Collaboration beats heterogeneity: Improving federated learning-based waste classification

Classifying waste is a simple but useful exercise to protect the environment. Based on the success of deep learning, recent works have attempted to develop a waste classification model using deep neural networks. As we attempted to make our very own model to address waste classification, we recognized a common issue that other researchers reported as well: the lack of training data. This is an especially big problem when attempting to train a model for a task that has not been commonly explored before. Further research led us to federated learning (FL) for a solution, as it allows participants to aid in training the model using their own data. However, instead of sending the data from the clients to the server for training, FL trains the model on the clients’ machines using the clients’ data, and then aggregates the trained models into the server’s model to protect the clients’ private information.
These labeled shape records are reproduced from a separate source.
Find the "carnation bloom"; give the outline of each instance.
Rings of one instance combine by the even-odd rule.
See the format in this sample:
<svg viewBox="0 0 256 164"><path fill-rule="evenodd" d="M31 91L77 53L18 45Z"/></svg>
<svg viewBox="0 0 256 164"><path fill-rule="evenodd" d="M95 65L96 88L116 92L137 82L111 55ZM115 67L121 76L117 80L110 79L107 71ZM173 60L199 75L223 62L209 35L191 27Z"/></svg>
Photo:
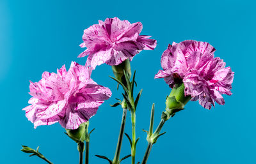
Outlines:
<svg viewBox="0 0 256 164"><path fill-rule="evenodd" d="M154 50L156 46L150 36L139 35L141 30L141 22L131 24L116 17L99 20L99 24L84 29L80 46L87 49L78 57L89 55L86 65L93 70L103 63L113 66L131 61L142 50Z"/></svg>
<svg viewBox="0 0 256 164"><path fill-rule="evenodd" d="M185 96L210 109L214 101L224 105L221 94L231 95L234 72L220 57L214 57L215 48L207 42L186 40L169 45L161 59L163 70L155 78L164 78L170 87L183 82Z"/></svg>
<svg viewBox="0 0 256 164"><path fill-rule="evenodd" d="M91 78L92 70L72 62L68 71L64 65L57 73L45 71L38 82L30 82L31 105L23 110L35 128L59 122L77 129L96 114L111 92Z"/></svg>

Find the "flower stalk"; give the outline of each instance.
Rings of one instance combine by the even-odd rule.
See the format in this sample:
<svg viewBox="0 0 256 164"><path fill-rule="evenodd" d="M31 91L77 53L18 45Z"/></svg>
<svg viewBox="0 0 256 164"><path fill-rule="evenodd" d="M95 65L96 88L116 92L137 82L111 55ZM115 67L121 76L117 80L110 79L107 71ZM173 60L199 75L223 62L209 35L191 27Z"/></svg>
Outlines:
<svg viewBox="0 0 256 164"><path fill-rule="evenodd" d="M53 164L51 161L47 160L43 154L39 153L39 146L37 147L36 150L34 150L30 148L29 147L22 145L22 149L21 149L21 151L23 151L24 153L32 153L31 154L29 155L29 157L33 156L37 156L40 158L45 161L47 163L49 164Z"/></svg>
<svg viewBox="0 0 256 164"><path fill-rule="evenodd" d="M150 123L149 130L143 130L147 133L147 140L148 141L148 146L144 154L141 164L145 164L148 158L149 154L153 144L156 144L157 138L164 135L166 132L160 134L160 131L164 126L165 122L170 117L174 116L176 112L184 109L185 105L191 98L190 96L186 96L184 94L184 85L183 83L175 84L170 95L166 98L166 110L163 112L160 123L156 129L154 133L154 115L155 110L155 105L153 103L151 110Z"/></svg>
<svg viewBox="0 0 256 164"><path fill-rule="evenodd" d="M137 107L137 104L138 103L139 99L141 94L142 89L138 94L137 97L134 101L133 97L133 90L134 86L135 84L135 73L134 71L132 80L130 81L130 77L129 73L124 70L124 74L125 79L125 84L124 84L120 80L118 80L117 78L111 77L113 79L116 80L120 85L121 85L124 90L125 91L125 94L122 94L125 101L126 101L127 107L129 110L131 111L131 122L132 122L132 139L129 137L127 134L125 133L125 135L127 137L131 147L131 156L132 156L132 164L135 163L135 154L136 154L136 146L139 138L136 138L136 109Z"/></svg>
<svg viewBox="0 0 256 164"><path fill-rule="evenodd" d="M66 130L66 135L77 143L77 150L79 153L79 164L83 163L83 152L84 151L84 149L85 164L89 163L90 136L95 128L88 133L88 127L89 121L87 121L86 123L80 124L79 127L76 130ZM84 147L84 141L86 142L86 147Z"/></svg>
<svg viewBox="0 0 256 164"><path fill-rule="evenodd" d="M123 101L123 102L125 103L125 101ZM120 127L120 130L119 132L119 136L118 136L118 140L117 142L117 145L116 145L116 152L115 154L115 157L114 160L113 160L113 164L118 164L119 163L119 158L120 158L120 154L121 153L121 147L122 147L122 142L123 140L123 137L124 137L124 129L125 129L125 121L126 121L126 115L127 113L127 108L126 106L123 107L123 116L122 117L122 122L121 122L121 127Z"/></svg>

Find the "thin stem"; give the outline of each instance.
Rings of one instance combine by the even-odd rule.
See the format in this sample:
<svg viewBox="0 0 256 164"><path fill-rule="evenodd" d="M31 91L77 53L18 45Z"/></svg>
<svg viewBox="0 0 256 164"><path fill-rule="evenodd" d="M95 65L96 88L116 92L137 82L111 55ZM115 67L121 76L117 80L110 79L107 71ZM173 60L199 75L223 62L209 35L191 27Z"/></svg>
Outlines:
<svg viewBox="0 0 256 164"><path fill-rule="evenodd" d="M78 145L78 151L79 152L79 164L83 164L83 152L84 148L84 142L79 142L77 143Z"/></svg>
<svg viewBox="0 0 256 164"><path fill-rule="evenodd" d="M135 111L132 111L131 112L131 119L132 119L132 142L131 147L131 155L132 155L132 164L135 164L135 154L136 154L136 115Z"/></svg>
<svg viewBox="0 0 256 164"><path fill-rule="evenodd" d="M86 142L85 164L89 164L89 144L90 142Z"/></svg>
<svg viewBox="0 0 256 164"><path fill-rule="evenodd" d="M145 153L145 155L143 157L143 160L142 160L141 164L145 164L147 163L147 161L148 160L149 153L150 153L152 145L153 145L152 143L148 143L148 147L147 147L146 152Z"/></svg>
<svg viewBox="0 0 256 164"><path fill-rule="evenodd" d="M127 113L127 108L123 108L123 116L122 117L121 126L119 132L118 140L117 141L116 152L115 153L114 160L113 160L113 163L118 163L119 161L119 157L121 152L122 142L123 141L124 128L125 125L126 115Z"/></svg>
<svg viewBox="0 0 256 164"><path fill-rule="evenodd" d="M163 119L161 119L157 128L156 128L155 132L154 132L154 133L152 135L153 136L157 136L159 134L161 130L162 129L163 126L164 124L164 123L165 123L165 120ZM141 164L146 164L147 161L149 156L149 154L150 153L152 147L153 146L153 144L154 144L154 143L148 142L148 145L147 148L146 152L145 153L145 155L144 155L143 159L142 160Z"/></svg>
<svg viewBox="0 0 256 164"><path fill-rule="evenodd" d="M42 159L43 159L44 160L45 160L45 161L47 161L49 164L53 164L51 161L50 161L49 160L46 159L46 158L44 157L44 156L40 156L40 158L41 158Z"/></svg>
<svg viewBox="0 0 256 164"><path fill-rule="evenodd" d="M79 164L83 164L83 152L79 151Z"/></svg>
<svg viewBox="0 0 256 164"><path fill-rule="evenodd" d="M158 135L160 133L160 131L162 129L163 126L164 126L164 123L165 123L165 120L163 119L161 119L159 124L158 124L157 128L156 128L155 132L154 132L154 134L156 133L156 134Z"/></svg>

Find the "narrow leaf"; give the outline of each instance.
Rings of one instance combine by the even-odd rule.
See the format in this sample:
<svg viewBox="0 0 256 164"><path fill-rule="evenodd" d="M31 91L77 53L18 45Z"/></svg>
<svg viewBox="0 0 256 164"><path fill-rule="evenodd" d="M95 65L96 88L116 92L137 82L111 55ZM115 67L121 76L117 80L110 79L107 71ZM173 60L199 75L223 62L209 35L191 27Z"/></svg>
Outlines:
<svg viewBox="0 0 256 164"><path fill-rule="evenodd" d="M134 144L134 147L136 147L136 145L137 145L137 142L139 140L140 137L137 138L137 140L135 141L135 144Z"/></svg>
<svg viewBox="0 0 256 164"><path fill-rule="evenodd" d="M130 77L129 77L127 73L125 71L125 70L124 70L124 77L125 77L126 83L127 84L128 91L131 91L131 90L130 90L131 89Z"/></svg>
<svg viewBox="0 0 256 164"><path fill-rule="evenodd" d="M106 156L100 156L100 155L95 155L95 156L106 160L108 161L108 162L109 162L110 164L112 164L112 161L109 159L108 159L108 157Z"/></svg>
<svg viewBox="0 0 256 164"><path fill-rule="evenodd" d="M89 137L90 137L90 135L91 135L92 132L93 132L93 130L95 130L95 128L93 128L93 129L92 129L92 130L91 130L91 131L90 131L90 133L89 133Z"/></svg>
<svg viewBox="0 0 256 164"><path fill-rule="evenodd" d="M141 90L140 90L140 93L138 94L137 97L135 100L135 102L134 102L135 109L137 108L138 102L139 101L140 96L141 95L141 93L142 93L142 89L141 89Z"/></svg>
<svg viewBox="0 0 256 164"><path fill-rule="evenodd" d="M31 157L31 156L36 156L36 154L30 154L29 156Z"/></svg>
<svg viewBox="0 0 256 164"><path fill-rule="evenodd" d="M144 132L146 132L147 135L148 135L148 131L147 131L145 130L142 130Z"/></svg>
<svg viewBox="0 0 256 164"><path fill-rule="evenodd" d="M133 95L133 89L134 88L135 74L136 74L136 71L134 71L134 73L133 73L132 80L132 89L131 89L132 96Z"/></svg>
<svg viewBox="0 0 256 164"><path fill-rule="evenodd" d="M132 110L132 105L131 105L131 103L130 103L130 101L129 101L128 98L127 98L125 95L124 95L124 93L122 93L122 94L123 95L124 98L124 99L125 100L125 101L126 101L126 103L127 103L127 105L128 105L128 108L129 108L130 110Z"/></svg>
<svg viewBox="0 0 256 164"><path fill-rule="evenodd" d="M129 135L128 135L127 133L124 133L124 134L126 135L126 137L127 137L129 141L130 142L130 144L131 144L131 147L132 145L132 140L131 140L130 137L129 137Z"/></svg>
<svg viewBox="0 0 256 164"><path fill-rule="evenodd" d="M111 77L109 76L109 77L112 79L113 79L114 80L115 80L116 82L117 82L118 83L119 83L120 84L121 84L121 86L123 87L124 90L128 94L128 90L127 88L124 85L124 84L119 80L118 80L117 78Z"/></svg>
<svg viewBox="0 0 256 164"><path fill-rule="evenodd" d="M149 130L148 130L150 136L153 133L154 113L155 113L155 103L153 103L151 108L150 123L149 124Z"/></svg>
<svg viewBox="0 0 256 164"><path fill-rule="evenodd" d="M160 136L163 135L165 133L166 133L166 132L164 131L164 133L161 133L161 134L157 135L157 136L156 137L156 140L158 139L158 138L159 138Z"/></svg>
<svg viewBox="0 0 256 164"><path fill-rule="evenodd" d="M119 105L120 105L120 103L114 103L113 105L109 105L111 106L112 107L116 107L118 106Z"/></svg>
<svg viewBox="0 0 256 164"><path fill-rule="evenodd" d="M124 157L123 157L121 160L120 160L120 161L121 162L122 160L125 160L126 158L129 158L130 156L131 156L131 154L127 155L127 156L124 156Z"/></svg>

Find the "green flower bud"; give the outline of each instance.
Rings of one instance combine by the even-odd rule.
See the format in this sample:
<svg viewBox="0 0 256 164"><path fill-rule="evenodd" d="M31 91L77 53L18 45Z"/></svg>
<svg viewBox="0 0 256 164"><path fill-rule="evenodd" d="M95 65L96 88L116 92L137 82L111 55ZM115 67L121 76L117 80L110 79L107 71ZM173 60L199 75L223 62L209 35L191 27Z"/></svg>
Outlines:
<svg viewBox="0 0 256 164"><path fill-rule="evenodd" d="M124 70L128 73L129 77L131 77L132 73L131 71L130 61L129 59L123 61L119 65L112 66L112 70L115 77L123 84L126 84L125 78L124 75Z"/></svg>
<svg viewBox="0 0 256 164"><path fill-rule="evenodd" d="M89 126L89 121L80 124L76 130L66 130L68 137L76 142L84 142L86 139L86 129Z"/></svg>
<svg viewBox="0 0 256 164"><path fill-rule="evenodd" d="M165 120L168 119L176 112L184 109L185 105L190 100L190 96L185 96L185 86L183 83L175 84L165 102L166 112L162 115Z"/></svg>

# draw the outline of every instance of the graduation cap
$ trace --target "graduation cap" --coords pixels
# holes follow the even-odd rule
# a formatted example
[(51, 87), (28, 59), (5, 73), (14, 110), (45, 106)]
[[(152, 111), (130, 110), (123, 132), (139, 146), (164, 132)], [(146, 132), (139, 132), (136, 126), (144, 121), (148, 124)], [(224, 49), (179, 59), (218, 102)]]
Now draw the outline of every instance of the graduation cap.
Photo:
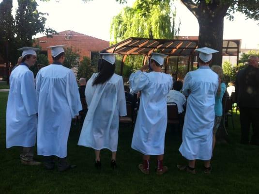
[(34, 48), (33, 47), (25, 47), (18, 48), (17, 50), (22, 50), (22, 57), (24, 57), (25, 56), (29, 54), (37, 56), (35, 51), (40, 50), (40, 49)]
[(111, 65), (115, 63), (115, 54), (112, 53), (100, 53), (101, 58), (105, 61), (109, 62)]
[(64, 48), (63, 48), (63, 47), (67, 45), (56, 45), (52, 47), (48, 47), (47, 48), (51, 48), (51, 55), (53, 57), (56, 57), (61, 52), (65, 52)]
[(212, 60), (212, 53), (218, 52), (218, 50), (216, 50), (208, 47), (202, 47), (201, 48), (197, 48), (196, 50), (200, 52), (199, 58), (205, 63)]
[(158, 53), (157, 52), (152, 52), (151, 54), (152, 55), (152, 56), (150, 59), (155, 61), (161, 66), (164, 64), (164, 59), (165, 59), (165, 57), (167, 57), (168, 56), (163, 54)]

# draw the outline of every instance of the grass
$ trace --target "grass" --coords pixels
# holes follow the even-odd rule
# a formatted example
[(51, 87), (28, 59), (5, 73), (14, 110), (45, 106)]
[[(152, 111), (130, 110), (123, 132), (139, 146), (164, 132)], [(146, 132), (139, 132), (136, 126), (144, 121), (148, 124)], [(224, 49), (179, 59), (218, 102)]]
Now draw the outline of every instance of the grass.
[[(68, 141), (68, 158), (77, 167), (59, 173), (43, 166), (22, 165), (18, 147), (5, 148), (5, 110), (8, 93), (0, 93), (0, 193), (1, 194), (258, 194), (259, 191), (259, 147), (238, 143), (240, 138), (238, 114), (235, 116), (235, 129), (229, 129), (229, 143), (217, 144), (211, 175), (202, 172), (198, 161), (198, 174), (179, 171), (176, 165), (185, 160), (178, 149), (179, 135), (167, 132), (164, 163), (168, 173), (155, 173), (155, 158), (152, 157), (151, 174), (137, 169), (141, 155), (131, 148), (132, 133), (122, 127), (119, 132), (117, 162), (119, 168), (109, 166), (110, 153), (101, 152), (102, 168), (93, 165), (94, 154), (91, 148), (77, 146), (79, 128), (73, 126)], [(42, 161), (42, 156), (35, 158)]]
[(6, 84), (6, 81), (0, 81), (0, 89), (9, 89), (10, 86)]

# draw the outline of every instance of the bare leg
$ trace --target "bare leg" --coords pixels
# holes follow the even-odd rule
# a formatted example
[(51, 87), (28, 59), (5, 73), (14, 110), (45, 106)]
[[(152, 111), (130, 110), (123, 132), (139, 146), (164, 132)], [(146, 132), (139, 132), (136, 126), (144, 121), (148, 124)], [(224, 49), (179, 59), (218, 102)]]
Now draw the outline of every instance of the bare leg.
[(204, 161), (204, 166), (206, 168), (209, 168), (211, 166), (211, 160)]
[(150, 159), (150, 156), (147, 155), (143, 155), (143, 160), (149, 160)]
[(164, 154), (158, 155), (157, 155), (157, 160), (158, 161), (162, 161), (164, 159)]
[(214, 147), (215, 147), (215, 144), (216, 144), (216, 134), (213, 134), (213, 139), (212, 140), (212, 151), (214, 150)]
[(195, 162), (196, 162), (196, 160), (192, 160), (188, 161), (188, 165), (189, 167), (191, 168), (195, 168)]
[(94, 150), (94, 151), (95, 152), (95, 161), (100, 161), (100, 152), (101, 151), (101, 150), (96, 150), (95, 149)]
[(117, 152), (111, 152), (111, 160), (116, 160), (116, 153)]

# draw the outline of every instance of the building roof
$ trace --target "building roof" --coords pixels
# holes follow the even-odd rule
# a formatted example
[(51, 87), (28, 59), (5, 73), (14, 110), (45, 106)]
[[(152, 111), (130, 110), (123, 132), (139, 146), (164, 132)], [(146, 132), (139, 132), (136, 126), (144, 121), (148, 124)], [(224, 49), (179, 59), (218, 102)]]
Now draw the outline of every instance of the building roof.
[[(130, 37), (103, 50), (122, 55), (149, 55), (152, 52), (158, 52), (170, 56), (193, 55), (198, 45), (198, 39), (158, 39)], [(222, 55), (237, 56), (241, 40), (224, 40)]]

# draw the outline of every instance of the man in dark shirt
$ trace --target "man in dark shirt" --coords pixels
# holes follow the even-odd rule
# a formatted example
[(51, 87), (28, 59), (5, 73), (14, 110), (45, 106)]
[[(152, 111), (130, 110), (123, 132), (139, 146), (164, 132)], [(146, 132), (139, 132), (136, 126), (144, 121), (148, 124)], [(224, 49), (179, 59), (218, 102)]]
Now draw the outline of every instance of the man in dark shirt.
[(86, 81), (85, 78), (81, 78), (79, 80), (79, 86), (78, 88), (79, 93), (80, 94), (80, 98), (85, 98), (85, 90), (86, 85)]
[(248, 65), (237, 75), (236, 93), (240, 112), (241, 144), (249, 143), (250, 126), (253, 134), (250, 144), (259, 146), (259, 59), (256, 56), (248, 58)]

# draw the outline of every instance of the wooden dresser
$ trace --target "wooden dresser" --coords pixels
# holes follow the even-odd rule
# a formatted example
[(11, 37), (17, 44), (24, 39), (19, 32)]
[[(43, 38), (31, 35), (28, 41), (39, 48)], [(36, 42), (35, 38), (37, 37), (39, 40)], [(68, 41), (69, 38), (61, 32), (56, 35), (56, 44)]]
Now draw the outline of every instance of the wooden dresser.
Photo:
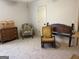
[(5, 41), (17, 39), (17, 38), (18, 38), (17, 27), (0, 29), (0, 41), (2, 43)]

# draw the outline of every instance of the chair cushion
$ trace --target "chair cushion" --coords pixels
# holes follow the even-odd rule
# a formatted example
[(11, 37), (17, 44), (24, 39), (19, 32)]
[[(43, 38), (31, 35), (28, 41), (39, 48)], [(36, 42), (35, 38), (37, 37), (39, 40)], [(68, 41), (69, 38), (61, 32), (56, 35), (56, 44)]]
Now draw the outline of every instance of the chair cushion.
[(52, 36), (52, 31), (50, 26), (45, 26), (42, 28), (42, 34), (44, 37), (51, 37)]
[(44, 42), (45, 42), (45, 41), (46, 41), (46, 42), (51, 41), (51, 42), (52, 42), (52, 41), (54, 41), (54, 37), (52, 37), (52, 38), (45, 38), (45, 37), (43, 37), (43, 38), (42, 38), (42, 41), (44, 41)]

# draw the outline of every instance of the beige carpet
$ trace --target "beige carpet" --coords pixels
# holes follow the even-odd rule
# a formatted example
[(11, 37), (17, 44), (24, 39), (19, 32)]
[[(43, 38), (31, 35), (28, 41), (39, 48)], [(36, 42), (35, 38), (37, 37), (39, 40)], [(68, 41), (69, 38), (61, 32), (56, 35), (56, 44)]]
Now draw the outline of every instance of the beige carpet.
[(69, 48), (66, 45), (62, 48), (60, 44), (56, 49), (42, 49), (39, 37), (0, 44), (0, 56), (9, 56), (9, 59), (70, 59), (72, 54), (79, 55), (78, 47)]

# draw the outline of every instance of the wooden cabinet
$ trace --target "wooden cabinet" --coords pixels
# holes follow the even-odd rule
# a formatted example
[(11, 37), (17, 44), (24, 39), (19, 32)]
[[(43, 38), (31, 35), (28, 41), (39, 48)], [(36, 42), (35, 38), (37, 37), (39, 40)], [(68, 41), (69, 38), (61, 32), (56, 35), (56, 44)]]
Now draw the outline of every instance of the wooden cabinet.
[(17, 27), (0, 29), (0, 41), (10, 41), (18, 38)]

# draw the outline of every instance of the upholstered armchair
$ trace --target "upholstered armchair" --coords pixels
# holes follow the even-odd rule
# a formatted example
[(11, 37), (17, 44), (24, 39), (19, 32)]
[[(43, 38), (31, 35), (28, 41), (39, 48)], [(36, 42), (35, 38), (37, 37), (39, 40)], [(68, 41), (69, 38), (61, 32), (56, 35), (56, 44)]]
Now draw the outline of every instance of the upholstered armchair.
[(56, 47), (55, 36), (52, 34), (51, 26), (42, 27), (41, 47), (44, 48), (45, 43), (52, 44), (52, 47)]
[(31, 24), (28, 24), (28, 23), (24, 23), (22, 24), (22, 28), (21, 28), (21, 37), (24, 38), (24, 37), (29, 37), (31, 36), (33, 38), (33, 33), (34, 33), (34, 30), (33, 30), (33, 27)]

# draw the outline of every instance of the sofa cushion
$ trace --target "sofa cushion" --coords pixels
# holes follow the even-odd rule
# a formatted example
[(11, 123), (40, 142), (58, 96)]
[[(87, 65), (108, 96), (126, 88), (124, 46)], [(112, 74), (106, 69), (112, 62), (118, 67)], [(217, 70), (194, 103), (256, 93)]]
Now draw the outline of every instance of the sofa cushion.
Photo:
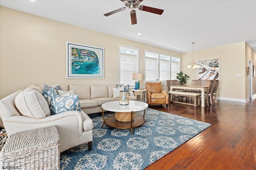
[(124, 90), (124, 87), (122, 86), (119, 88), (112, 88), (113, 98), (118, 98), (119, 97), (119, 92), (120, 91)]
[(87, 108), (96, 107), (98, 107), (98, 102), (90, 99), (82, 99), (80, 100), (80, 107), (81, 109)]
[[(58, 91), (58, 94), (60, 96), (65, 95), (66, 96), (73, 95), (75, 94), (74, 90), (72, 89), (67, 92), (66, 91), (62, 91), (59, 90)], [(68, 94), (66, 95), (66, 94)]]
[(124, 84), (117, 84), (116, 88), (120, 88), (121, 87), (124, 86), (124, 91), (126, 92), (129, 92), (129, 88), (130, 88), (130, 84), (124, 86)]
[(91, 99), (108, 98), (108, 94), (107, 85), (90, 85)]
[(52, 88), (55, 89), (56, 91), (58, 91), (59, 90), (61, 90), (61, 88), (60, 88), (60, 86), (58, 84), (55, 84), (55, 86), (54, 87), (52, 87), (46, 84), (43, 84), (43, 90), (44, 90), (48, 92), (48, 91), (52, 89)]
[(75, 94), (79, 96), (79, 99), (91, 99), (90, 86), (79, 86), (70, 84), (69, 90), (74, 90)]
[(116, 88), (116, 84), (110, 84), (108, 85), (108, 97), (113, 97), (113, 88)]
[(31, 88), (20, 92), (15, 98), (14, 104), (24, 116), (40, 119), (50, 115), (49, 106), (44, 96)]
[(48, 92), (50, 98), (50, 110), (51, 115), (55, 115), (70, 110), (81, 111), (79, 98), (77, 94), (68, 96), (61, 96), (52, 90)]
[(43, 91), (43, 89), (42, 88), (35, 84), (30, 84), (26, 88), (31, 88), (33, 89), (34, 89), (41, 94), (42, 94), (42, 92)]
[(95, 98), (92, 99), (98, 102), (98, 106), (100, 106), (103, 104), (111, 101), (114, 101), (118, 100), (118, 98)]

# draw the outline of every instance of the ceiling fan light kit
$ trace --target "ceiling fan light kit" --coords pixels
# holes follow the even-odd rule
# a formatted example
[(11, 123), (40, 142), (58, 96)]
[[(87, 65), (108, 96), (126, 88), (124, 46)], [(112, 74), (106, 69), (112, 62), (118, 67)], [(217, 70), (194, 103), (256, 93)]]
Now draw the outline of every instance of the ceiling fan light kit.
[(136, 11), (135, 9), (138, 8), (141, 11), (144, 11), (146, 12), (151, 12), (152, 13), (156, 14), (158, 15), (162, 15), (164, 12), (163, 10), (149, 6), (141, 5), (140, 6), (140, 3), (142, 2), (143, 0), (120, 0), (124, 3), (126, 8), (121, 8), (117, 10), (114, 10), (111, 12), (105, 14), (104, 15), (106, 16), (109, 16), (111, 15), (116, 14), (117, 12), (124, 10), (127, 8), (132, 10), (130, 12), (131, 16), (131, 21), (132, 25), (136, 24), (137, 23), (137, 18), (136, 17)]

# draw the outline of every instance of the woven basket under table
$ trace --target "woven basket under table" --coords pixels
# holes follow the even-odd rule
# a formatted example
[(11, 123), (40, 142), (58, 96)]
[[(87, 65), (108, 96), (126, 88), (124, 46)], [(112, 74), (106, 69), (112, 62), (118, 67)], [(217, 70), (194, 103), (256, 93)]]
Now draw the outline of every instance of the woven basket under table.
[(57, 128), (52, 126), (11, 135), (0, 152), (0, 163), (1, 168), (59, 170), (60, 137)]
[[(118, 121), (126, 122), (131, 120), (131, 115), (132, 114), (132, 112), (115, 112), (115, 117), (116, 119)], [(134, 116), (134, 113), (132, 114), (132, 120), (133, 120)]]

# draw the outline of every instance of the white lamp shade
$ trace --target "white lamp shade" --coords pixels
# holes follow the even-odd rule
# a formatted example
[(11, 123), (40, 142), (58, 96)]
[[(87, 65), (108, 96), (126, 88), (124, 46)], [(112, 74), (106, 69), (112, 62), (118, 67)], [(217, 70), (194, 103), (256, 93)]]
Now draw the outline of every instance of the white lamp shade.
[(142, 79), (142, 74), (140, 73), (132, 73), (132, 80), (141, 80)]

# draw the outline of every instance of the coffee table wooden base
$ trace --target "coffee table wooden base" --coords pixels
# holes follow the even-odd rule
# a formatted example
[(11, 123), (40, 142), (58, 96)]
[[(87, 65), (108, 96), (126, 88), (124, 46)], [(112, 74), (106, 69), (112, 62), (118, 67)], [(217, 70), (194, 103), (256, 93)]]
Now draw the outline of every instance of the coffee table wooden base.
[(145, 123), (145, 119), (142, 117), (134, 115), (134, 118), (131, 122), (124, 122), (116, 120), (115, 115), (114, 115), (106, 118), (105, 119), (102, 127), (104, 124), (104, 123), (106, 125), (115, 128), (130, 129), (131, 133), (132, 135), (133, 135), (132, 128), (137, 127), (143, 125)]

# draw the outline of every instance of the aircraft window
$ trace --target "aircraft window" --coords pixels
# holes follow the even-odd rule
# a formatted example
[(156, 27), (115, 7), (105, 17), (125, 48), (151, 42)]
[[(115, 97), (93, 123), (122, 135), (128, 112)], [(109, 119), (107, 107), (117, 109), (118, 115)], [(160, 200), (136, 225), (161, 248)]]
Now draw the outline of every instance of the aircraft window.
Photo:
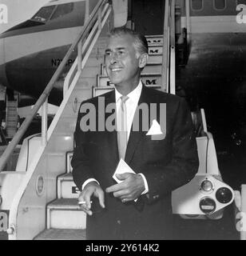
[(73, 10), (73, 2), (60, 5), (58, 6), (57, 10), (52, 15), (51, 19), (55, 19), (65, 14), (67, 14), (70, 13)]
[(203, 0), (192, 0), (192, 9), (193, 10), (201, 10), (203, 9)]
[(36, 22), (46, 22), (50, 17), (56, 6), (45, 6), (41, 8), (38, 13), (31, 18)]
[(246, 0), (237, 0), (236, 2), (236, 5), (246, 5)]
[(225, 0), (214, 0), (215, 9), (222, 10), (225, 8)]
This means that there is a higher chance that the data used to train local models are heterogeneous, decreasing the overall performance. To overcome this issue, we ran a multitude of tests to determine how to maximize performance. For these tests, we hypothesized that the impact of data heterogeneity on an FL framework can be diminished through increasing the client participation ratio. Then, we measured the accuracies of the models trained with varying data heterogeneity, participation ratio, and the number of clients. From the results, we discovered that with less clients, having a higher participation ratio resulted in less accuracy degradation by the data heterogeneity.